On the present: "I have learnt to move on but with great effort. Last December, I borrowed money from relatives, friends and a bank. I now run a spare-parts shop, much smaller than the one that was destroyed, in a new location on Kantipath. Sometimes I am very busy. Often I feel disappointed, hopeless and lost."
On his losses: "I lost an inventory worth over one crore. Furniture, software, contact books, manuals-all were lost. My three employees lost their jobs. When you lose your thriving business on one fine Wednesday morning for no reason, it's hard to live with the whys and the hows. I was devastated for months. I still have difficulty controlling my emotions. These days I have to make a real effort to get excited about work."
On the government's efforts: "The government set up an investigation committee. I visited all the committee members and pleaded with them to do something. The Nepal Chamber of Commerce helped some of us meet with the appropriate government officials. Initially they were all sympathetic. But over time they saw that they had to deal with the owners of hundreds of businesses and the task appeared to have overwhelmed them. Later they started making excuses to avoid us. In the meantime, the government fell and the committee got lost in the shuffle. I don't know whether they ever came up with an investigative report of any sort."
On the culprits: "The police reported that they did arrest a few looters. Looking back, that announcement seems to have happened because of the pressure put on them by a high-profile victim-Kantipur Publications. But no one contacted any of us on Kantipath for identifications and follow-ups. There were no trials. No one was sent to jail for widespread arson, vandalism and looting. The events of 9/1 have pretty much been forgotten, except by people like me who have to live with the memories every day."
On his future: "I take heart from the story that Min Bahadur Gurung (Strictly Business, #178) was able to start afresh to build his Bhatbhateni Supermarket after he lost his small shop to fire. Sometimes it's that kind of hope for something better that gets me going."

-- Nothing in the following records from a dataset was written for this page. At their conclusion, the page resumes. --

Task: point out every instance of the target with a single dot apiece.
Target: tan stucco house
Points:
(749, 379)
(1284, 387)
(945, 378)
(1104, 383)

Would we be able to cope better if the 9/1 riots were to reoccur? No. The police haven't shown any further competence in crowd management. Civil society refuses to do the unglamorous work of bringing the truth to light, long after the stories have fallen off the headlines. And the government, continuously operating on a crisis mode, remains unable to be accountable to any section of society, let alone to individuals such as Tulsi.